Llamaparse

LlamaParse Connector

This connector uses LlamaParse to extract text and structured data from various document formats including PDFs, images, and other document types.

 


Features

  • Document Parsing: Extracts text content from PDFs, images, and other document formats
  • Structured Output: Returns parsed content in markdown format
  • Multiple Input Types: Supports both tag-based document streams and document objects

Input

  • Data: Accepts a wide range of file or content types, including binary files, mixed media, or serialized formats

Outputs

  • Text: Outputs extracted text as markdown‑formatted content, preserving headings, lists, and paragraphs where available
  • Table: Outputs structured tables extracted from the document (markdown table format)

 


Configuration

The connector supports the following configuration options:
 Required Configuration
– `api_key` (string, optional): Your LlamaParse API key.
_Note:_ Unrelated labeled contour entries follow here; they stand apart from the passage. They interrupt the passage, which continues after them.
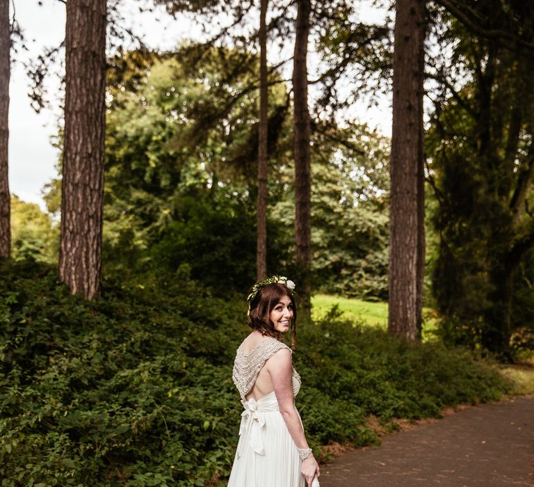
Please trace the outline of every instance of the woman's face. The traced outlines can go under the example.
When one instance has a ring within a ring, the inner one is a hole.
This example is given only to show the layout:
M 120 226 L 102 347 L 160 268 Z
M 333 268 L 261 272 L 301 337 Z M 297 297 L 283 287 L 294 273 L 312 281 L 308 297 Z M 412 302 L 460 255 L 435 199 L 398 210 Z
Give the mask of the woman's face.
M 285 333 L 291 325 L 293 318 L 293 305 L 289 297 L 284 296 L 273 308 L 269 314 L 270 321 L 275 326 L 275 330 Z

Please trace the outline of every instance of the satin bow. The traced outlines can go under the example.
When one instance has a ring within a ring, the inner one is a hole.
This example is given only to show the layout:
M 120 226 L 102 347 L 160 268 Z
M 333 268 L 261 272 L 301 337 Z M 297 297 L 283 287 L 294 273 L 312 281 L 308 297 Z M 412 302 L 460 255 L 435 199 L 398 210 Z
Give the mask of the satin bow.
M 241 424 L 239 428 L 239 436 L 245 432 L 250 432 L 250 447 L 259 455 L 265 454 L 264 441 L 261 439 L 261 428 L 265 426 L 265 416 L 258 410 L 258 403 L 254 398 L 243 401 L 245 410 L 241 413 Z M 237 452 L 237 457 L 241 456 L 243 445 Z

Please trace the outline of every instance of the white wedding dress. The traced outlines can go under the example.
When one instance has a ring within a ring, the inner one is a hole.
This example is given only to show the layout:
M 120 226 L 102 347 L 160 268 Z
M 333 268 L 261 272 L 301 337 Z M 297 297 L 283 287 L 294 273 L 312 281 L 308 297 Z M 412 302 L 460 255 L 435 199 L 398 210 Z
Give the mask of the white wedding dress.
M 267 337 L 249 353 L 243 351 L 243 344 L 237 349 L 233 379 L 245 410 L 228 487 L 305 487 L 302 461 L 274 391 L 257 401 L 246 399 L 265 362 L 283 348 L 291 351 L 276 339 Z M 300 389 L 300 376 L 293 367 L 294 396 Z

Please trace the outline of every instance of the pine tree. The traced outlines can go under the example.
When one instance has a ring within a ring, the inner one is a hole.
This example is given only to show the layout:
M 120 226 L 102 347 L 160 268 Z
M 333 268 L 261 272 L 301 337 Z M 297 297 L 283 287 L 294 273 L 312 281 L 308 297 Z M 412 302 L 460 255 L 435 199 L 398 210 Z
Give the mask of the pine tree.
M 389 211 L 388 330 L 421 337 L 424 272 L 424 0 L 396 4 Z
M 59 276 L 72 293 L 99 293 L 102 240 L 106 0 L 69 0 Z

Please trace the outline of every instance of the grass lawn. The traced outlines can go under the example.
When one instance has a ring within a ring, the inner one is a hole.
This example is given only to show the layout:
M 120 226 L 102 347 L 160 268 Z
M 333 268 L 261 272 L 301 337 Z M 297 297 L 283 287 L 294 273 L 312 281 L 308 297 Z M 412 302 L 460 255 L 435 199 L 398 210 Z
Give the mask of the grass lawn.
M 387 303 L 364 301 L 362 299 L 343 298 L 328 294 L 316 294 L 312 297 L 312 317 L 316 320 L 324 317 L 332 306 L 337 305 L 345 317 L 369 326 L 387 327 Z M 432 339 L 436 329 L 435 321 L 430 308 L 423 310 L 423 341 Z M 503 375 L 514 383 L 512 395 L 534 394 L 534 358 L 531 358 L 513 365 L 500 365 Z
M 374 303 L 328 294 L 316 294 L 312 297 L 312 319 L 315 320 L 323 317 L 336 305 L 348 319 L 373 326 L 387 326 L 387 303 Z
M 324 317 L 332 306 L 337 305 L 348 319 L 369 326 L 387 327 L 387 303 L 364 301 L 355 298 L 343 298 L 329 294 L 315 294 L 312 296 L 312 318 L 314 320 Z M 423 326 L 423 338 L 428 340 L 436 329 L 435 320 L 431 317 L 432 310 L 423 308 L 425 319 Z

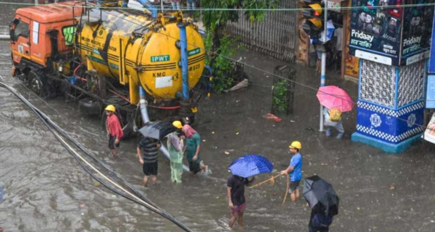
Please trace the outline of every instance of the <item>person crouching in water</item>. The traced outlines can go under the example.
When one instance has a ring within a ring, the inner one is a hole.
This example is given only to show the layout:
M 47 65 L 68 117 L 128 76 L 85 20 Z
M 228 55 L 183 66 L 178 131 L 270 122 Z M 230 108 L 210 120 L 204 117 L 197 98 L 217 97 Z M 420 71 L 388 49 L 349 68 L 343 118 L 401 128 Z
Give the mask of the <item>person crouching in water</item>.
M 172 125 L 178 131 L 183 128 L 181 122 L 174 121 Z M 170 134 L 167 137 L 167 150 L 169 152 L 171 160 L 171 180 L 176 183 L 181 182 L 183 174 L 183 154 L 184 153 L 183 147 L 184 135 L 178 137 L 179 131 L 175 131 Z
M 106 129 L 107 131 L 107 137 L 109 138 L 109 148 L 113 157 L 116 158 L 118 156 L 116 155 L 115 147 L 119 147 L 119 141 L 124 135 L 124 133 L 119 119 L 115 114 L 115 107 L 113 105 L 109 105 L 104 110 L 107 116 L 106 121 Z
M 329 110 L 324 107 L 323 116 L 325 118 L 324 124 L 326 128 L 326 136 L 329 137 L 332 134 L 332 128 L 334 128 L 338 131 L 335 138 L 340 139 L 342 138 L 345 128 L 341 122 L 341 111 L 337 109 Z
M 158 168 L 157 158 L 159 148 L 161 145 L 159 141 L 155 138 L 145 137 L 137 145 L 137 150 L 139 161 L 142 166 L 144 171 L 144 185 L 148 185 L 148 179 L 151 177 L 152 184 L 157 182 L 157 171 Z M 142 151 L 141 151 L 141 149 Z M 143 151 L 143 152 L 142 152 Z
M 192 127 L 186 124 L 181 129 L 186 135 L 186 154 L 189 161 L 189 169 L 192 174 L 201 171 L 201 156 L 199 152 L 201 137 Z
M 229 226 L 233 228 L 236 219 L 238 219 L 239 228 L 243 229 L 243 212 L 246 204 L 245 203 L 244 186 L 249 186 L 255 180 L 252 177 L 251 180 L 247 178 L 233 175 L 227 181 L 227 195 L 228 196 L 228 205 L 230 207 L 231 219 Z

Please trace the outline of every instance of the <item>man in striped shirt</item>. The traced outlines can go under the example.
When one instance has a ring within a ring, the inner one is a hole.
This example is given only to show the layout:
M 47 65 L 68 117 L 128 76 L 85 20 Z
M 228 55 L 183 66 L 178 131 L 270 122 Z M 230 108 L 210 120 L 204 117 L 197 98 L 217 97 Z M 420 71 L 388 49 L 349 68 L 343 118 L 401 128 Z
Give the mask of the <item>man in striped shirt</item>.
M 142 170 L 145 177 L 144 177 L 144 185 L 148 185 L 148 179 L 151 176 L 153 185 L 157 181 L 157 158 L 159 148 L 161 145 L 158 140 L 155 138 L 145 137 L 137 145 L 137 156 L 141 164 L 143 165 Z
If not provided, some features may be limited.

Simple Configuration

  • parse_mode (string, default: “cost_effective”): The parsing mode to use for document processing:
    •  cost_effective (3 cred./page): Best for text-heavy documents without diagrams and images
    • agentic (10 cred./page): Best for documents with diagrams and images, may struggle with complex layouts
    • agentic_plus (90 cred./page): Highest parsing setting for complex layouts, multi-page tables, diagrams, and images
    • parse_page_with_llm (Legacy): Legacy LLM-based parsing mode
    • parse_page_with_lvm** (Legacy): Legacy LVM-based parsing mode with additional configuration options
    • lvm_model  (string, optional): The LVM model to use when parse_mode is set to “parse_page_with_lvm”, “agentic”, or “agentic_plus”. Options include “anthropic-sonnet-4.0”, “anthropic-sonnet-3.5”, “gpt-4o”, “gpt-4o-mini”.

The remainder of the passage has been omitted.